“A bubble” is often used to describe the shielded seclusion in which students live their lives on the Stanford campus. The words seem appropriate. After all, Stanford has a three-quarter of a mile long boundary that separates it from civilization. And even that ends in a yuppy favored downtown lined with preppy shops. What’s more? Even that sits next to multi-million dollar homes. For reaching the seething humanity, one has to go further. To the nether regions of Palo Alto and cross into East Palo Alto. It is a task so mythically treacherous that no one volunteers, except when it is time to buy the necessities from IKEA.
But even in the famously elitist bubble, there are poor. Stanford spends about $3.2 billion to educate its roughly 15,000 students. The figure amounts to roughly $213,000 per person. About half of this money is spent on salary and benefits. The employees range from $10 hr/cafeteria workers with no benefits to administrators who earn hundreds of thousands of dollars each year. Whichever way you look at it, we have a substantial breadth of employees with whom students can interact and form partnerships to help some, and learn from others.
The shrinking conversational space
Most transactions involving cross-class interaction are economic interactions. For instance, when you buy something or pay for service. For instance, gardening, or pizza delivery. Most of these interactions have been bureaucratized, with greeting protocols and thank you protocols. They leave little space for real human to human interaction and exchange of stories. In India, the middle class often still knows about the lives of their maids and the neighborhood grocer. And that sometimes allows them to form genuine bonds of empathy which helps them look at policy and their own lives differently. It is only through knowing lives of people in other classes that one can build genuine empathy.
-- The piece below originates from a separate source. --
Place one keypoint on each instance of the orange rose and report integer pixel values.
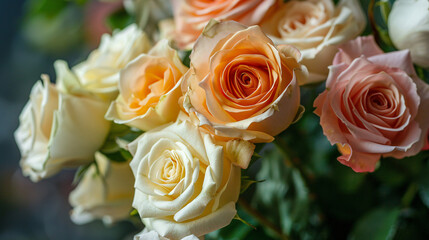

The damning fact of modern life is that even empathy has been implicated in superficial identity issues. And empathy lies within the contingencies imposed upon the selling and buying, largely absent of information or care.
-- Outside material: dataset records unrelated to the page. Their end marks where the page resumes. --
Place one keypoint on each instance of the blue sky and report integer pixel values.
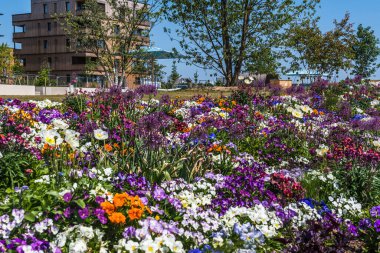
(364, 12)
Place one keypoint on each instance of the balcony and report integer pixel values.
(21, 17)
(19, 35)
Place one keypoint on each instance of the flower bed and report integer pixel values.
(110, 172)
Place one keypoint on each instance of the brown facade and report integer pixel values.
(39, 39)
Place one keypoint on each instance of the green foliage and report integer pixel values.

The idea is to connect students, faculty and professional staff with workers from lower economic strata. For example, cashiers, janitors, construction workers, drivers, and other people whose services they rely upon every day. To do that, create an umbrella program that helps people form hyper-local chapters that extend to one building. For example, computer science students may start a program to help teach computers to janitors. Social scientists may work with people to improve their literacy skills.
There are three parts to the proposed program:
- Create a website that has the following capabilities
- Matching students with Employees. The website will allow students and employees to enter detailed profiles. And it will allow them to search for possible “matches”, based on their skill set, issues they want to work on, and availability (and time).
- The website will allow for both short and long-term matching. It will allow students to sign for say helping an employee with his resume’ or a government form. And it will allow for longer-term mentoring or symbiotic matching arrangements.
- The website would feature a blog and wiki to advertise successful ventures and collaborative opportunities.
- Since creating excitement around the program is essential, the program launch will be followed by an advertisement blitz including posters, presentations, and get-to-know sessions.
- The other crucial part of this venture is ‘hardware’— be it computers/supplies or other things that are needed to make some of this possible. So there would be two parts to the same. One would be a craigslist kind of central clearing house list that will post want and available ads. And the other would be a central fund which students or employees can draw on to make of this happen.